As the title states: Is a countvectorizer
the same as tfidfvectorizer
with use_idf=false ? If not why not ?
So does this also mean that adding the tfidftransformer
here is redundant ?
vect = CountVectorizer(min_df=1)
tweets_vector = vect.fit_transform(corpus)
tf_transformer = TfidfTransformer(use_idf=False).fit(tweets_vector)
tweets_vector_tf = tf_transformer.transform(tweets_vector)
TF-IDF is better than Count Vectorizers because it not only focuses on the frequency of words present in the corpus but also provides the importance of the words.
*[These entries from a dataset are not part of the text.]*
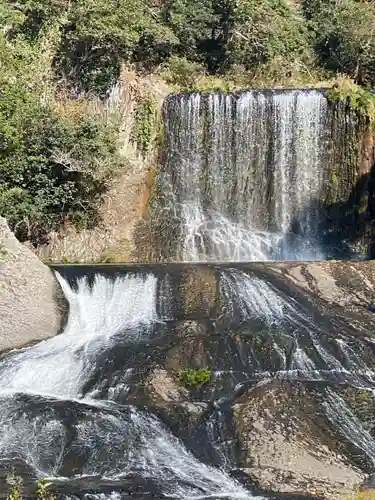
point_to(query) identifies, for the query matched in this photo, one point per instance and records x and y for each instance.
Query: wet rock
(32, 305)
(368, 483)
(162, 388)
(288, 445)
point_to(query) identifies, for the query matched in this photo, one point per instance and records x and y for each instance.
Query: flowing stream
(241, 181)
(48, 420)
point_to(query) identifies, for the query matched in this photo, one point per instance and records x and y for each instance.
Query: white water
(243, 171)
(115, 441)
(60, 366)
(247, 298)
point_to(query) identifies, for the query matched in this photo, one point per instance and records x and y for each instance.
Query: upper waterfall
(242, 175)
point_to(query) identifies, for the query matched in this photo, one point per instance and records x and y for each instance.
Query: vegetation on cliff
(57, 156)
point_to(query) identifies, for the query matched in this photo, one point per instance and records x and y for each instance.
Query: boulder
(288, 445)
(32, 304)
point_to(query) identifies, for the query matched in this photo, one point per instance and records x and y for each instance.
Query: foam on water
(42, 421)
(242, 173)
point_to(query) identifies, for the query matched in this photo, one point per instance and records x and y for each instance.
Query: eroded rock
(288, 445)
(32, 305)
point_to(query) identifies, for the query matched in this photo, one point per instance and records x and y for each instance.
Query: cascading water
(243, 175)
(48, 420)
(241, 181)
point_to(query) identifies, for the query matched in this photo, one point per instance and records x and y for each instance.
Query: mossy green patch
(190, 377)
(359, 99)
(144, 128)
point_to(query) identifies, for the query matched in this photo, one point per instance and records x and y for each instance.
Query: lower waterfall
(62, 432)
(77, 409)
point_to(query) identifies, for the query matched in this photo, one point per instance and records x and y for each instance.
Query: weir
(113, 407)
(254, 176)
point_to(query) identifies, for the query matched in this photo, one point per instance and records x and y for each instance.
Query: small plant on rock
(190, 377)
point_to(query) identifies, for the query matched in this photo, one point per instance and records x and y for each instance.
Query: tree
(345, 38)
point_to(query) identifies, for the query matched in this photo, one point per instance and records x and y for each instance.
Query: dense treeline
(57, 158)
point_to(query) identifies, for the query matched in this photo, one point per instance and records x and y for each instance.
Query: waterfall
(48, 420)
(243, 175)
(298, 346)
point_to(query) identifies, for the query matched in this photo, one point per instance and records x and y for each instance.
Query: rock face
(286, 444)
(290, 352)
(32, 305)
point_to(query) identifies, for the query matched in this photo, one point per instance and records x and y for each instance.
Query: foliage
(194, 23)
(345, 37)
(359, 99)
(98, 36)
(193, 378)
(41, 490)
(144, 123)
(181, 72)
(267, 32)
(57, 158)
(52, 167)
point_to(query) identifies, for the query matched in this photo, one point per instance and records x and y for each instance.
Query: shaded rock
(32, 304)
(162, 388)
(289, 446)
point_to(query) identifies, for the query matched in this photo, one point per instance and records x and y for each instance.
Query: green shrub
(99, 36)
(193, 378)
(144, 123)
(360, 100)
(267, 32)
(182, 72)
(53, 167)
(345, 37)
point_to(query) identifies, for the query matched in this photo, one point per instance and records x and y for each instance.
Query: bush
(182, 72)
(52, 168)
(266, 31)
(99, 36)
(345, 38)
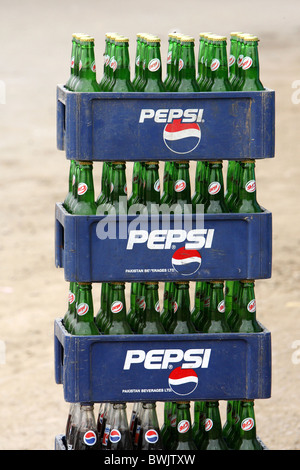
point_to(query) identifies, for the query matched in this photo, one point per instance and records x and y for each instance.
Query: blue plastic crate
(166, 126)
(130, 368)
(233, 246)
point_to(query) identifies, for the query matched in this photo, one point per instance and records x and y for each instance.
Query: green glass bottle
(199, 435)
(182, 187)
(137, 60)
(101, 318)
(201, 58)
(228, 424)
(219, 66)
(246, 201)
(215, 202)
(234, 430)
(68, 199)
(246, 317)
(73, 52)
(73, 199)
(200, 193)
(121, 67)
(152, 184)
(85, 204)
(216, 321)
(249, 79)
(118, 187)
(135, 194)
(167, 190)
(87, 67)
(247, 439)
(186, 67)
(71, 311)
(213, 429)
(153, 81)
(151, 322)
(182, 323)
(118, 324)
(233, 57)
(132, 312)
(85, 324)
(184, 428)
We can then remove the words that are less important for analysis, hence making the model building less complex by reducing the input dimensions.
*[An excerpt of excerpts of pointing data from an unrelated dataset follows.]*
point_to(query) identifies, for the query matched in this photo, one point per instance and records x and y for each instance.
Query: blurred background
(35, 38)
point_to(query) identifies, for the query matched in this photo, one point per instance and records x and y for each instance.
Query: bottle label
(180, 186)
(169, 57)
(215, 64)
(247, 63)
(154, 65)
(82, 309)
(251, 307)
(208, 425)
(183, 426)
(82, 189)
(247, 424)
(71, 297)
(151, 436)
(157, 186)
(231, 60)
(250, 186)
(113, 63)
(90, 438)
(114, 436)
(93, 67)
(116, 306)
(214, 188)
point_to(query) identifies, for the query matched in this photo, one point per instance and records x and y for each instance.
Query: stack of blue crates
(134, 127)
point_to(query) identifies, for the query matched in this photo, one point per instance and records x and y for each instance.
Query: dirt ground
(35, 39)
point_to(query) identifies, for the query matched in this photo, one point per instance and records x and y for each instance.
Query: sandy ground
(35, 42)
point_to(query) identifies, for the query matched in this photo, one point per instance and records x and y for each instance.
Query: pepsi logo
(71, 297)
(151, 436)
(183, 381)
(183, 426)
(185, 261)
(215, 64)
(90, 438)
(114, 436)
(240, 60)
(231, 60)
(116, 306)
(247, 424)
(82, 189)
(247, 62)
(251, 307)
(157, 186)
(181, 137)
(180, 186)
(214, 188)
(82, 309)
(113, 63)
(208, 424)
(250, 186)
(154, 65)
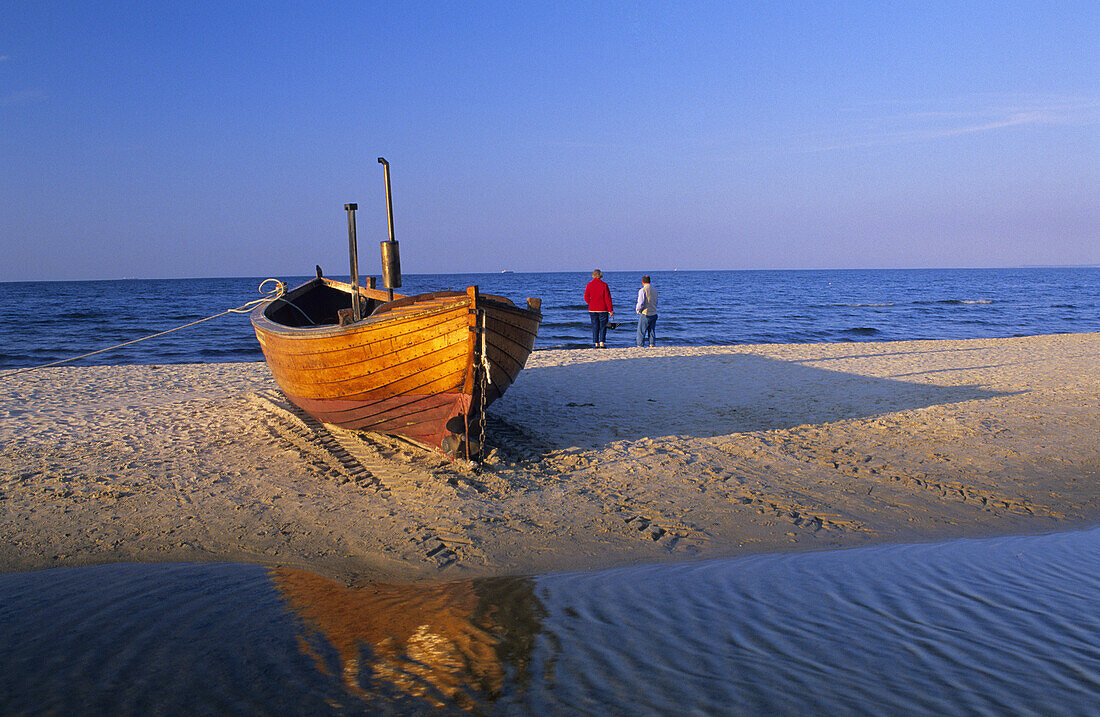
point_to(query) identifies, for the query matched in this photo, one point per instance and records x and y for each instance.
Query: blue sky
(222, 139)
Tfidftransformer and Tfidfvectorizer aim to do the same thing, which is to convert a collection of raw documents to a matrix of TF-IDF features. The only difference is that with Tfidftransformer, you will systematically compute the word counts, generate idf values and then compute a tfidf score or set of scores.
The main difference between the 2 implementations is that TfidfVectorizer performs both term frequency and inverse document frequency for you, while using TfidfTransformer will require you to use the CountVectorizer class from Scikit-Learn to perform Term Frequency.
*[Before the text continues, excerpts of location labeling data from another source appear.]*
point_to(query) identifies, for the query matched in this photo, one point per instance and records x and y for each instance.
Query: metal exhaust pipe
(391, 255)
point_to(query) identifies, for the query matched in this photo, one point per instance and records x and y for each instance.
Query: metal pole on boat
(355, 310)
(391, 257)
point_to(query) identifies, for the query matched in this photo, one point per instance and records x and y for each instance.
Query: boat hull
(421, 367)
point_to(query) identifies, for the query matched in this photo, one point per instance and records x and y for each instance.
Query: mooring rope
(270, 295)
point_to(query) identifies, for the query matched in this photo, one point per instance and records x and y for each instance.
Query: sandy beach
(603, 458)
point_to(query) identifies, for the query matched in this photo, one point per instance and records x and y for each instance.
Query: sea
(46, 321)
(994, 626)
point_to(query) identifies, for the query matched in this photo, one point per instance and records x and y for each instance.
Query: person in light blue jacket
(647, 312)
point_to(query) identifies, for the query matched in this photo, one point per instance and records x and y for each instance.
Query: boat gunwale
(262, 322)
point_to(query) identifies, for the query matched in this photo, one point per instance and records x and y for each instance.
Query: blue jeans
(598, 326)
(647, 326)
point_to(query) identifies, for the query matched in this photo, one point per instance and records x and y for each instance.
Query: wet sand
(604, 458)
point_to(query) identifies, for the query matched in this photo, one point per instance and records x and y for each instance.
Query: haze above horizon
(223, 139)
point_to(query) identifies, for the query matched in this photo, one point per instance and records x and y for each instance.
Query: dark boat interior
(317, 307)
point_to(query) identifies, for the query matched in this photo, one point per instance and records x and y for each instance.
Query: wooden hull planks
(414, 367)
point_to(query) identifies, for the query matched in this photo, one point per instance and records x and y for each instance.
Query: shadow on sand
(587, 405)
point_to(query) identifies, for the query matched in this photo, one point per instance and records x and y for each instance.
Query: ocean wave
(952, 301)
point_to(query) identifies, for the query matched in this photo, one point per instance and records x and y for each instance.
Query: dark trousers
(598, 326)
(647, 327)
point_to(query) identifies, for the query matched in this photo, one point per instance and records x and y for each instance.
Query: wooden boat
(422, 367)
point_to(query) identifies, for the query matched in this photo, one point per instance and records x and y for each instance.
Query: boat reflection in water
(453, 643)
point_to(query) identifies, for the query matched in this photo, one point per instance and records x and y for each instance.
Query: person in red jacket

TF-IDF is one of the most popular text vectorizers, the calculation is very simple and easy to understand. It gives the rare term high weight and gives the common term low weight.
No, they're not the same. TfidfVectorizer
normalizes its results, i.e. each vector in its output has norm 1:
>>> CountVectorizer().fit_transform(["foo bar baz", "foo bar quux"]).A
array([[1, 1, 1, 0],
[1, 0, 1, 1]])
>>> TfidfVectorizer(use_idf=False).fit_transform(["foo bar baz", "foo bar quux"]).A
array([[ 0.57735027, 0.57735027, 0.57735027, 0. ],
[ 0.57735027, 0. , 0.57735027, 0.57735027]])
This is done so that dot-products on the rows are cosine similarities. Also TfidfVectorizer
can use logarithmically discounted frequencies when given the option sublinear_tf=True
.
To make TfidfVectorizer
behave as CountVectorizer
, give it the constructor options use_idf=False, normalize=None
.
As larsmans said, TfidfVectorizer(use_idf=False, normalize=None, ...) is supposed to behave the same as CountVectorizer.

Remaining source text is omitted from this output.